Bacon "Dertlerim dökecek dostu olmayanlar, kendi yüreklerini kemirir" diyor. Evet, bu yönüyle dost bir kaba benzer. Hayatın inişli—çıkışlı yollarında karşı karşıya kaldığı hâdiseler eleme, acıya yahut neş'eye, sevince ait bir şeyler bulaştırır insana. Dolar ve bu doluşla beraber deşarj olma ihtiyacı hisseder insan. Ve koşup dostun kapısına, bağdaş kurup karşısına boşalır, boşalır... Bu hususun dava deyip yola vuranlar için apayrı bir ehemmiyeti vardır. Dava adamı, dava cihetiyle "dostum" dedikleriyle kontak kurmalı, beraber ağlayıp, beraber gülmelidir.

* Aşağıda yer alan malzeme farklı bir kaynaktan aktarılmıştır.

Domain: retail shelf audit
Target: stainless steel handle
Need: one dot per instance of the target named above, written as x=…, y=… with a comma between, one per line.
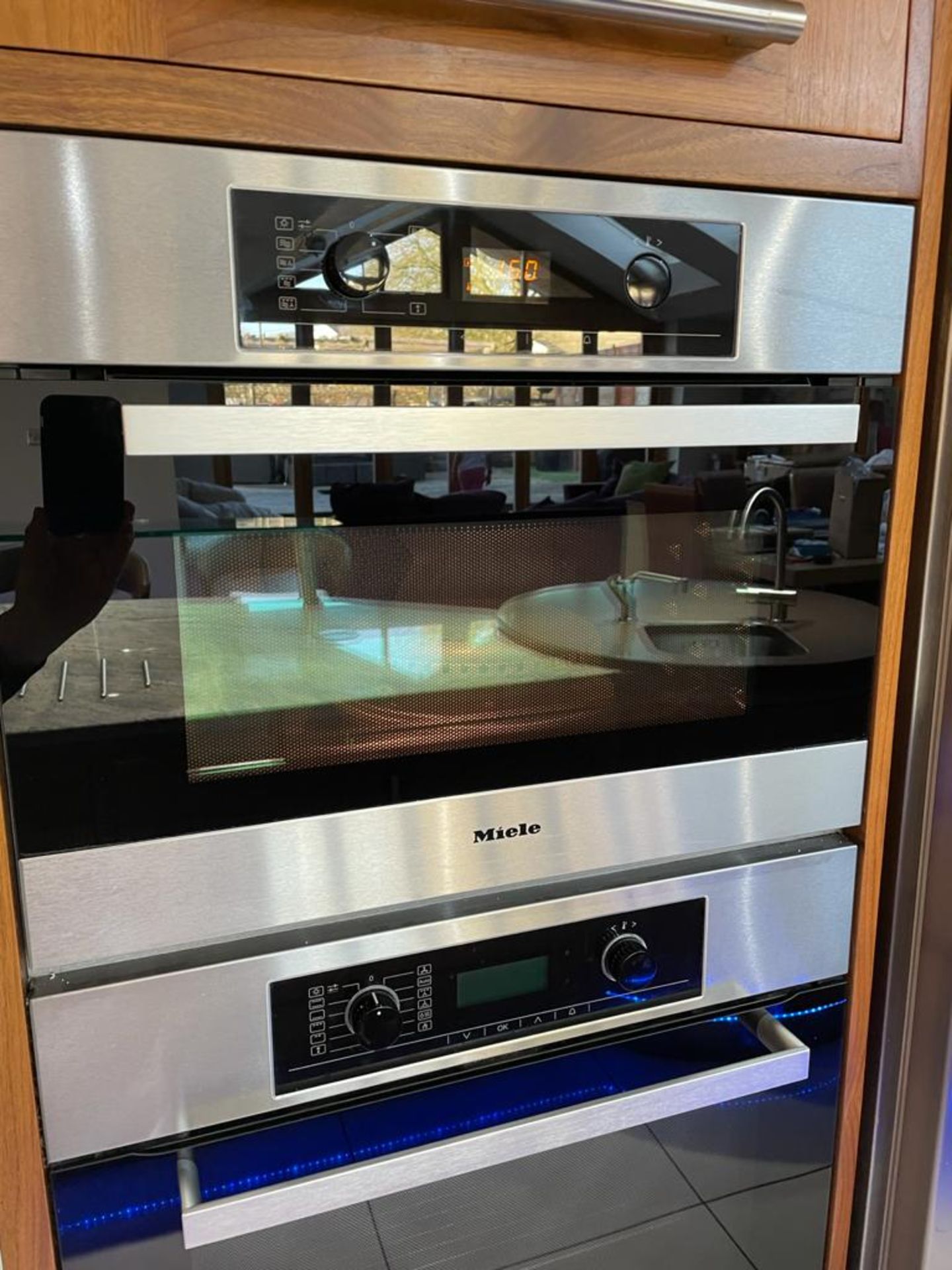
x=779, y=22
x=273, y=429
x=218, y=1221
x=750, y=592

Bu hareket tarzı, eskilerin dilinde "istişare" ile yer ve ifadesini kazanırken, yine eskiler, eskimeyen şu veciz sözle yalnızlıkla asla dostluk kurulmamasını salık vermişlerdir: "Sürüden ayrılanı kurt kapar." Aslında yürekleri kemiren de yalnızlık değil midir?
Derler ki: "Dostluk iki vücutta müşterek bir ruh gibidir." Bu söz ancak Yüce Rehber'in "Dostlar sizin için dünya ve ukba sermayesidir."mesajına kulak verip bu düşünce ve bu niyetle filizlendirilen dostluklar ve dolayısıyla mukaddes davaya akord olmuş ruhlar için bahis mevzuu olabilir. Yoksa kabirden ötesini göremeyen göz, karşısındakini dost değil, uşak görecek ve "Buradaki dostlar o günde, yek diğerine düşmandır." fermanının tasdik edicisi olacaktır.
Dost ayrılığının, zamanın bütün musibet ve felâketlerini unutturduğunu söylerler. Ah, bir de "yolda kalan" dostları tanısalardı ne derlerdi? Yıldız belleyip dilek: tuttuklarının, gün gelip kaydıklarını görselerdi ne yaparlardı? Ya her an karşı karşıya bırakılabileceğimiz bir imtihan gününün akla düşürdüğü "Dost kötü günde belli olur, iyi günde yüzlercesi bulunur." sözünün, ideal dilinde ifade ettiği mânâ, bütün bütün belimizi büküp, şakaklarımızı zonklatmalı değil mi? Gayeye;
"Dostun, namerd dehrin mihenk taşına.
Felaket pazarında vurulmuş olsun."
mısralarını atlamış dostlarla varılır. Ser verip; sır vermeyen, tuza ekmek banmasını bilen dostlarla. Öyleyse insan herşeyden evvel dost olabilmelidir. Dost olmasını bilen insan, dost almasını da bilen insandır. O halde insan aramalıdır. Arayan bulur. Dale'nin dediği gibi: "Başkaları 3e alakalanan insan iki ay içinde bir çok dost edinebilir. Ama başkalarının kendisiyle alâkalanmasını bekleyen insan iki yılda tek dost kazanamaz."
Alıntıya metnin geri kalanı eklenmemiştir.